This is an automated email from the ASF dual-hosted git repository.
potiuk pushed a commit to branch main
in repository https://gitbox.apache.org/repos/asf/airflow.git
The following commit(s) were added to refs/heads/main by this push:
new 1949f5d Change the storage of frame to use threadLocal rather than
Dict (#21993)
1949f5d is described below
commit 1949f5d76b5842d56db91c868ae4655bb7a7689f
Author: Jarek Potiuk <[email protected]>
AuthorDate: Fri Mar 4 18:46:37 2022 +0100
Change the storage of frame to use threadLocal rather than Dict (#21993)

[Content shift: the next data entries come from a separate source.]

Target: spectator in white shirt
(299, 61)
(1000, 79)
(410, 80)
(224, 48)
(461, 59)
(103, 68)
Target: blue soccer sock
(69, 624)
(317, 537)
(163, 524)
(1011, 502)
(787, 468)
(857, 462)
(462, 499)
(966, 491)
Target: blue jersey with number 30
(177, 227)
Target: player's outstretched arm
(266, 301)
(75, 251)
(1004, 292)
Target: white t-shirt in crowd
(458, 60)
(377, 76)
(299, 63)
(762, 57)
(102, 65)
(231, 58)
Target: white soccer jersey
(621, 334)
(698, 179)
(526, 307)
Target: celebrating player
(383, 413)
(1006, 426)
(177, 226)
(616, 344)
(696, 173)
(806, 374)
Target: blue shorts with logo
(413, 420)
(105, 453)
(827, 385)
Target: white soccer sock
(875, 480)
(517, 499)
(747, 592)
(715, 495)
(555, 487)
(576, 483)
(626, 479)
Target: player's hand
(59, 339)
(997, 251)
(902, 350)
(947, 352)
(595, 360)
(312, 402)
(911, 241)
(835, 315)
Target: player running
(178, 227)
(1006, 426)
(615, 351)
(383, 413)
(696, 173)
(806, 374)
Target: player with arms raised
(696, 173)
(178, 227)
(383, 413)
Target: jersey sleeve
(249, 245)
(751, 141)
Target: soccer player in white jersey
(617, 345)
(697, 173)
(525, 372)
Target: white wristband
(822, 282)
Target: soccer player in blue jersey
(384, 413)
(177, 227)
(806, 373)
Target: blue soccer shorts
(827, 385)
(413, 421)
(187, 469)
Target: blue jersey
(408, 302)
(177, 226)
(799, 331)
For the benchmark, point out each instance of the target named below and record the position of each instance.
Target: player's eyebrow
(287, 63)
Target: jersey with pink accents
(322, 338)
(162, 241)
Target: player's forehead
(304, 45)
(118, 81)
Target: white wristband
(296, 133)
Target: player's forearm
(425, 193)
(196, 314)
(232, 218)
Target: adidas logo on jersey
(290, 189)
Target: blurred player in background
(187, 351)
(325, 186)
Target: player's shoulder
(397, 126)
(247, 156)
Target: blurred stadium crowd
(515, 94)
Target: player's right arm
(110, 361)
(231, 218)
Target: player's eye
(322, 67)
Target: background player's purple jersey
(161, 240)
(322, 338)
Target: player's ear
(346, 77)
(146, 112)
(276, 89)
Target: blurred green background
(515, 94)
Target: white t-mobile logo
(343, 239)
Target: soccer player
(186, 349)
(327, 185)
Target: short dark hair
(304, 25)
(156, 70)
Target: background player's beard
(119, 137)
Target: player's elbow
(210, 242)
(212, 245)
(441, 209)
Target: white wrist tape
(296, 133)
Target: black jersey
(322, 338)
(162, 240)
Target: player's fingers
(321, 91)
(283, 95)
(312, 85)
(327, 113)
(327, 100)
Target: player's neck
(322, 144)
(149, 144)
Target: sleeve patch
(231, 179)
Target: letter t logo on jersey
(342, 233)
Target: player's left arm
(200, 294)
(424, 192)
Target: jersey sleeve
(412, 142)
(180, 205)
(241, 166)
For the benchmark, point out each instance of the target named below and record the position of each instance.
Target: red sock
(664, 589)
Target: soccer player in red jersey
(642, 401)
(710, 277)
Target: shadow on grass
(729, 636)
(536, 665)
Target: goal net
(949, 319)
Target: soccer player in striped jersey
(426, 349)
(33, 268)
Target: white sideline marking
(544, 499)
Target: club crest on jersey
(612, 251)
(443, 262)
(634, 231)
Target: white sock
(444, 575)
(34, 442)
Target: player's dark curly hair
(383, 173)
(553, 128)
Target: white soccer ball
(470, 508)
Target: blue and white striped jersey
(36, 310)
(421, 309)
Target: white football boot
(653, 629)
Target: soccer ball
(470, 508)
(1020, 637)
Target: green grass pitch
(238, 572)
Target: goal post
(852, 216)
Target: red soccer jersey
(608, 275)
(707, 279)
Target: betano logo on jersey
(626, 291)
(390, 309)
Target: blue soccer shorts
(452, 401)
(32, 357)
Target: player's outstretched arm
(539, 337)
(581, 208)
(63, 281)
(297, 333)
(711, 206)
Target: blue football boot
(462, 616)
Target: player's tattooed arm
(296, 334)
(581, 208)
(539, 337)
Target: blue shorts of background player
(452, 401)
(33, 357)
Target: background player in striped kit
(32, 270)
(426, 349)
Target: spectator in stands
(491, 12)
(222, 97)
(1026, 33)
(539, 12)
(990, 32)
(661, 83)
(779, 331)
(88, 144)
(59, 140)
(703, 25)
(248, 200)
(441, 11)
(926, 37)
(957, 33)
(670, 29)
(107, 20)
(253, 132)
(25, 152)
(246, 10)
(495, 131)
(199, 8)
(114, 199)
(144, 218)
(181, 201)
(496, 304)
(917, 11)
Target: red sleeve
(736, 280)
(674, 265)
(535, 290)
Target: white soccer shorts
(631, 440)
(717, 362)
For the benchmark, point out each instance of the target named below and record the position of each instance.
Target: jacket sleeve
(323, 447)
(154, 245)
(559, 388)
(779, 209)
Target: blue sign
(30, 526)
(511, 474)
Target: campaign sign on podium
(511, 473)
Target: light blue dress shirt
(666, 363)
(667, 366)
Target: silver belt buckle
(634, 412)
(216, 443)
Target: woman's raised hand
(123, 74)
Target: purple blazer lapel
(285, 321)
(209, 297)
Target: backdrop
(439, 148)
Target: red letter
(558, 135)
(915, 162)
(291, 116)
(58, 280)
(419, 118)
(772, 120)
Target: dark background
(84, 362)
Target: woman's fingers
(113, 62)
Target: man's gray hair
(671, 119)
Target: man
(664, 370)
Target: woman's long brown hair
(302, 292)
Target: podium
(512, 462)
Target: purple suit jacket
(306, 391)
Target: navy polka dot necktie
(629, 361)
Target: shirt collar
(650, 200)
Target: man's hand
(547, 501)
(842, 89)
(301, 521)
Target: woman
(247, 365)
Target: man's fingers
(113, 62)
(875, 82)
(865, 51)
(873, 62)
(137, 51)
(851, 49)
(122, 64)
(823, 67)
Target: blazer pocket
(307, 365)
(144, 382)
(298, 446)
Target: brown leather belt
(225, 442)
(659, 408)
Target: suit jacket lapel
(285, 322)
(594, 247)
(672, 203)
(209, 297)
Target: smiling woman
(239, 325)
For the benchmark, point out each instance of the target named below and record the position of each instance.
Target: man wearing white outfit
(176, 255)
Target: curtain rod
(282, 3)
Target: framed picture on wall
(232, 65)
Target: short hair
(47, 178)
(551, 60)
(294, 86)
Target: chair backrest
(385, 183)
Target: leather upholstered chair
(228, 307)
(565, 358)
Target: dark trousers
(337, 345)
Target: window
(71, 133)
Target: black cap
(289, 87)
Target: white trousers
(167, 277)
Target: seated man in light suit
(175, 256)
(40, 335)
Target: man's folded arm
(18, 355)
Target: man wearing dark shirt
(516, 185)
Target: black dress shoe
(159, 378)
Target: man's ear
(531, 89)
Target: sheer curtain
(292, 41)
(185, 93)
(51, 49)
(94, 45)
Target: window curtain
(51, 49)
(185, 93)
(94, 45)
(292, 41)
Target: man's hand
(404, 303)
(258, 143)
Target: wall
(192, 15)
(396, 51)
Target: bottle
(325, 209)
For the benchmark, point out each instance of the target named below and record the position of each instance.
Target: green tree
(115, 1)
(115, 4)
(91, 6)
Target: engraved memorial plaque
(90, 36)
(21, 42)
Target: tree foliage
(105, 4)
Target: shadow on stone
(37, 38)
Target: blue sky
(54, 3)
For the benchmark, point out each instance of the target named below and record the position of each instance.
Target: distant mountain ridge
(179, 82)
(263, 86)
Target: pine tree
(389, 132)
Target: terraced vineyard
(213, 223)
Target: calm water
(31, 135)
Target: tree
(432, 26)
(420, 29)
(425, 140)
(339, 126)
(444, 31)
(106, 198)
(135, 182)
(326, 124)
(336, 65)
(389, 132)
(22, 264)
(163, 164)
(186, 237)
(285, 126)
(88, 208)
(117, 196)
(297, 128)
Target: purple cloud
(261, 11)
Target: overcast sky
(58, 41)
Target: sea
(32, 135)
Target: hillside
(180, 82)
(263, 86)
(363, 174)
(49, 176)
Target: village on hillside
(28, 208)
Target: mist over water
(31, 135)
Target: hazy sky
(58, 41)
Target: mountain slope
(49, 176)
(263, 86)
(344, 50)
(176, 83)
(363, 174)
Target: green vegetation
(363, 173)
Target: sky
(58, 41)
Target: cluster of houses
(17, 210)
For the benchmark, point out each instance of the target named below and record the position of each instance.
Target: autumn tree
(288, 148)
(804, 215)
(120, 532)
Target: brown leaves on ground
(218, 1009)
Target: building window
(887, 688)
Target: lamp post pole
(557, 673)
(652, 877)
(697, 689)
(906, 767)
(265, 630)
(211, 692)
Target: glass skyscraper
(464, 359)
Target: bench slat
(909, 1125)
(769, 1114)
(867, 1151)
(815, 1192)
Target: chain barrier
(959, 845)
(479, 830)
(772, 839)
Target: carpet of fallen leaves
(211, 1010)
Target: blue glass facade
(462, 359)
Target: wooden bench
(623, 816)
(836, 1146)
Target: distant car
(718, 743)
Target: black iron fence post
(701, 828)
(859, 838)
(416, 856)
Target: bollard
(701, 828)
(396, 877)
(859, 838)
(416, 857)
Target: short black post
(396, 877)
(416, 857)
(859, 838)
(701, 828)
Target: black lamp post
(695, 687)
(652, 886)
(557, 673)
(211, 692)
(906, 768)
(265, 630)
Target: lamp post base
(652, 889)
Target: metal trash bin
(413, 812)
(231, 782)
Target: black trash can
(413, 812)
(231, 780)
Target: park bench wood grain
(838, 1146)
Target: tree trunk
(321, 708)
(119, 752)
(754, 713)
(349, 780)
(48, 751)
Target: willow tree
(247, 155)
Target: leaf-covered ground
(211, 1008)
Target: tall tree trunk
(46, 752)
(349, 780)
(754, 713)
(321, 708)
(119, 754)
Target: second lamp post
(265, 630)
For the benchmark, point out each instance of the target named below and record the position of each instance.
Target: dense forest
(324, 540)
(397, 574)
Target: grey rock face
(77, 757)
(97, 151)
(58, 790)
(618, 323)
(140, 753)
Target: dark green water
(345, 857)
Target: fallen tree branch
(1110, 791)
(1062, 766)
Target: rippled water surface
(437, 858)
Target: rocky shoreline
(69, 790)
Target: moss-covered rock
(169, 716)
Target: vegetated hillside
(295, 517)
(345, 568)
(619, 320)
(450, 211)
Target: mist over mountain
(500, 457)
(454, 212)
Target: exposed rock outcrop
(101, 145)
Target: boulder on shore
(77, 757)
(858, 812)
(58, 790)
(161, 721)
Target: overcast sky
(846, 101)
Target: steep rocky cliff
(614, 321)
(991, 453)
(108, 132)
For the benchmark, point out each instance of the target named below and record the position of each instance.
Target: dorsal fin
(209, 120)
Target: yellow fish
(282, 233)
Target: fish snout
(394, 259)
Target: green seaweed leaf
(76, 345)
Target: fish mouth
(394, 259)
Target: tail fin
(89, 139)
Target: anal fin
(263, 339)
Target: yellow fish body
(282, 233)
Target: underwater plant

There is a very probable WeakKeyDict bug in Python standard
library (to be confirmed and investigated further) that
manifests itself in a very rare failure of the
test_stacktrace_on_failure_starts_with_task_execute_method
This turned out to be related to an unexpected behaviour
(and most likely a bug - to be confirmed) of WeakKeyDict
when you have potentially two different objects with the
same `equals` and `hash` values added to the same
WeakKeyDict as keys.
More info on similar report (but raised for a bit different
reason) bug in Python can be found here:
https://bugs.python.org/issue44140
We submitted a PR to fix the problem found
https://github.com/python/cpython/pull/31685
---
airflow/models/taskinstance.py | 47 +++++++++++++++++++++++++++++++-----------
1 file changed, 35 insertions(+), 12 deletions(-)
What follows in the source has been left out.